The MD is stated as "Albert Voogd", who is known to be responsible for the company's European development in Belgium and Germany and who directly reports to Sander van der Laan, COO Ahold Europe.
The Batavians already told us in 2011 the war horse they would choose in order to do battle with those penny-pinching Huns east of the Rhine. In the first instance, they intend to open ten convenience stores under the "AH to go" banner.
This concept has proved relatively successful at high-frequency locations in the Netherlands, and, of course, was never influenced by Tesco Metro and Tesco Express in the UK.
PlanetRetail counts 90-odd "AH to go" outlets in the Netherlands with average store surfaces of around 150m². They stock between 1,000 and 1,200 lines.

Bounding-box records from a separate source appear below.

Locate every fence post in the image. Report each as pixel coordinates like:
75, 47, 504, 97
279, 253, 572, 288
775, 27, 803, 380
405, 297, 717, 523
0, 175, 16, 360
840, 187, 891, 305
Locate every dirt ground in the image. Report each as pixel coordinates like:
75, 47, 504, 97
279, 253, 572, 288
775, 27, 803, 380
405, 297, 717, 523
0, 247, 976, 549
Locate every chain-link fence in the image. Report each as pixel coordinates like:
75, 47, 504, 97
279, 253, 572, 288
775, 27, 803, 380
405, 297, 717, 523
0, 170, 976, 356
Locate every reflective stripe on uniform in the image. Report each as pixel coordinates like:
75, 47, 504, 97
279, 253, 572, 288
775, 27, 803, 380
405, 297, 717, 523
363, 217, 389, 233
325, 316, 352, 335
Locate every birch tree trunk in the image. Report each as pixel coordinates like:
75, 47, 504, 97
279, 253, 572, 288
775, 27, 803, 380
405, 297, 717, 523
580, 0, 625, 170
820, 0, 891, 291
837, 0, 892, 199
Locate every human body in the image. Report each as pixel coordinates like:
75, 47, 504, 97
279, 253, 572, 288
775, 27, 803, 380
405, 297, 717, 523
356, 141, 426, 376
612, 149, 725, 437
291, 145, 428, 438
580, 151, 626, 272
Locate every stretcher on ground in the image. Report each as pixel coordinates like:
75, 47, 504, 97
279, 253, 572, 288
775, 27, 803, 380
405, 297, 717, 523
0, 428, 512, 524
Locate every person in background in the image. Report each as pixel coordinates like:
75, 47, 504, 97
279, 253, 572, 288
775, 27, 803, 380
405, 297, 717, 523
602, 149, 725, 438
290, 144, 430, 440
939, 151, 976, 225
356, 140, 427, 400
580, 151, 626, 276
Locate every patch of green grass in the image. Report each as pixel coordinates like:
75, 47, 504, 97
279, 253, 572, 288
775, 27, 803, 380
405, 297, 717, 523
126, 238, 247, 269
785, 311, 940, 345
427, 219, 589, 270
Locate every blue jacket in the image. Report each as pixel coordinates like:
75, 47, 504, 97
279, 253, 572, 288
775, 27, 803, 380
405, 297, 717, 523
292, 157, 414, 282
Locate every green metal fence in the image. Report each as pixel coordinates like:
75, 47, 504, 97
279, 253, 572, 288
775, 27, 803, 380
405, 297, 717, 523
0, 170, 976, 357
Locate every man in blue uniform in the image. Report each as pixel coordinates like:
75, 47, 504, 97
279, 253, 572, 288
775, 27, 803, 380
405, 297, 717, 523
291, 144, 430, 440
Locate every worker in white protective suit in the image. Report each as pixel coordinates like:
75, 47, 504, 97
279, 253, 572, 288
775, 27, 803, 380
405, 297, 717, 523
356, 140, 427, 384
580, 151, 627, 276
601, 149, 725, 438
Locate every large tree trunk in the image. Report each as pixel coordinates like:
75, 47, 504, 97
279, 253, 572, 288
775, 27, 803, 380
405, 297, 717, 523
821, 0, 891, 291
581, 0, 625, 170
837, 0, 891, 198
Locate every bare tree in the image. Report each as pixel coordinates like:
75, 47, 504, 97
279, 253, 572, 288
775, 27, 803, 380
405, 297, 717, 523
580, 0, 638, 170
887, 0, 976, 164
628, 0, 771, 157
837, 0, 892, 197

Annual revenues are estimated at around €150m.
Honed for a decade
Ahold has been honing the format since its inception in 2001 and obviously now feels confident enough to export it beyond Dutch borders.
Given the ambitious expansion plans of Swiss convenience specialist Valora in Germany, are the Dutch in for success or failure?
Most experts believe that the answer depends on the terms of reference of their entry. If they plan to go big on the hard-discount dominated German market, then they will bite their teeth out as a dozen, or so, international retailers have done before them.
If they go for a niche and keep within a small defined geographic area, such as the regional state of North Rhine-Westphalia, the risk will be limited. This solution has the advantage that stores could be delivered from Ahold's distribution centres in the eastern Netherlands, if necessary.
Once burnt, twice shy
Given the company's recent traumatic history (a proud retailer with a long tradition became a victim of its own financial growth rhetoric, overextended itself internationally in the 90s, and nearly hit the skids in 2003), they'll probably go for caution.
In its latest "Summary Report" Ahold reiterates the importance the Amsterdam-based retailer attaches to retaining investment grade status. On page 4 one reads: "Net debt does not include our commitments under operating lease contracts, which, on an undiscounted basis amount to €5.9bn".
Such a company is not likely to go storming in to Germany where angels fear to tread and Walmart was laid to rest.
Clearly Germany's second-largest food retailer Rewe Group, which has been dabbling with its own "Rewe to go" concept since April 2011, isn't particularly worried. Otherwise, the Cologne-based retailer would have put the spurs on the concept by now in order to pre-empt their future Dutch rivals on sites.
So little risk, little gain for Ahold; but why, one asks, do it at all?